Something behind his words causes me to flinch. I know it’s the memory: the last exchange between father and son, the challenge that he’ll never be good enough. My accusations can only remind him of that awful, last morning with Edward.
Yet as terrible as he surely feels, I feel worse. There’s a sickness inside me separate from the machines. It writhes with a life of its own. I want, more than anything, to get rid of it.
“We have something.” My words are uncontainable, like vomit. “Do you know what I’ve risked showing myself to you? To get close to you? If Mab knew about you, about us . . .” I’m unable to finish. My chest feels raw and bleeding, as if someone has battered it with a mallet.
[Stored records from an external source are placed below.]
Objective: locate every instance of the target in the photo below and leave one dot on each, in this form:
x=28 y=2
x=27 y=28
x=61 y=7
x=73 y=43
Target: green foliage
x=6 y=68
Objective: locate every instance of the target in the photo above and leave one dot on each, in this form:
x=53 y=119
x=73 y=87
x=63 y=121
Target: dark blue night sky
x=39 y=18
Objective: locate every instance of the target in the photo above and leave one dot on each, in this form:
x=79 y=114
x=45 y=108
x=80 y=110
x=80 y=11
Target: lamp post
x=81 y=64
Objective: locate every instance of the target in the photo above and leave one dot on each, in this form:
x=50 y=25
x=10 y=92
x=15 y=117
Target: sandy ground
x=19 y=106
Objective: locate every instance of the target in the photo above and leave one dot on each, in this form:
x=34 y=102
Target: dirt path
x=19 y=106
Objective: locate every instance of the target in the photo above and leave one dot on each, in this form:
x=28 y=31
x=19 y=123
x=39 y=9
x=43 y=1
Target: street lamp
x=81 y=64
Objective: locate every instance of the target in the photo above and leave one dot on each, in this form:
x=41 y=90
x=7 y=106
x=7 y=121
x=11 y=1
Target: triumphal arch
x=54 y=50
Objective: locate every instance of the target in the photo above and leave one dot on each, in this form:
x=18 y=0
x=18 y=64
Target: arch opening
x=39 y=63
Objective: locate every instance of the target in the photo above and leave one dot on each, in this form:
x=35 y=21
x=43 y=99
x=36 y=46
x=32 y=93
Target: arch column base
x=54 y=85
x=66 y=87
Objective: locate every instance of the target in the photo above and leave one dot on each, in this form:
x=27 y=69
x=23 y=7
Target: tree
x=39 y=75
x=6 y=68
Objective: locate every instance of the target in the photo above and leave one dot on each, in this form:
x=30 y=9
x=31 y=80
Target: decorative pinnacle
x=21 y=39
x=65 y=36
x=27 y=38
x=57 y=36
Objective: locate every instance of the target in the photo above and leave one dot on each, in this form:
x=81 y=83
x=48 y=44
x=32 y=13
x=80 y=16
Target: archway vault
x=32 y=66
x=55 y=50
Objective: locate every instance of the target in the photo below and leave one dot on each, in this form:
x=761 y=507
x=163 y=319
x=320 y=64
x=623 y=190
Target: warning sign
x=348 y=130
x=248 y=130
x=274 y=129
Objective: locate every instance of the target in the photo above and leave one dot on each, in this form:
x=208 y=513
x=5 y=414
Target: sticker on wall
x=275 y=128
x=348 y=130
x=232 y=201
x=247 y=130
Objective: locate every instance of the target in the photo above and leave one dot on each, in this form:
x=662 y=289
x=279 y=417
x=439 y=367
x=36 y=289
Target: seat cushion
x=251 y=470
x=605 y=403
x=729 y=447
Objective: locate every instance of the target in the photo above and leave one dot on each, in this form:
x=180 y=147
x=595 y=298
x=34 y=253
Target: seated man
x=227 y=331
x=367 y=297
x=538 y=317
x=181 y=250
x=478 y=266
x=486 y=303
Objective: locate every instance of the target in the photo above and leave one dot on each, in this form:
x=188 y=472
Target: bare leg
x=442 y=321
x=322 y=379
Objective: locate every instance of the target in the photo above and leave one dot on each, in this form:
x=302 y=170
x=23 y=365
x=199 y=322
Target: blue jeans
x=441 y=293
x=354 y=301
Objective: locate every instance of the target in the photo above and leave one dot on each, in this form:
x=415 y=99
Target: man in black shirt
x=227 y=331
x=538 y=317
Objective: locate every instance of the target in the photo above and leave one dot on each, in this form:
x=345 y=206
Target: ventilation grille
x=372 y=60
“I’m sorry,” Richard says softly. “Please believe that I’m sorry.”
Just like that, the fight is gone, drained out of me. Richard takes slow steps around the pool table, draws closer, until he’s only inches from me. I feel the heat rolling off his body, carrying spices of cologne and that faint earthiness. I close my eyes, but the darkness only makes his scent stronger. My heart claws hard against my ribs.
I know where this is going. How it will end. Lips will touch, carrying me away from the wildness of hill and moor, stitching my fate so much closer to the mortals. If things go wrong I can always erase it, say the simple spell that will make the prince’s memory of me fuzzy at best. The one thing I won’t be able to fix is myself.
“I couldn’t stop thinking about you, Embers. Your being gone was . . . agony. I never stopped seeing your face. That’s my truth.”
Richard’s fingers brush a strand of hair from my face. I open my eyes to find him staring down at me. “You’re like no one I’ve ever known. When you left—I felt it.”
My heart becomes a lion, roaring and beating against its fibrous, fleshy cage. Yearning to be free.
“You’re right. There’s some connection—something between us. I felt it that first time I saw you, your eyes.”
Richard leans down, closing the gap between us, drawing me into him. Our lips meet, smooth and seamless. There’s a nameless desire in the way he kisses me. I feel it rising in me as well, swelling like clear, triumphant notes. He pulls me close, his kiss growing deeper, a never-ending crescendo.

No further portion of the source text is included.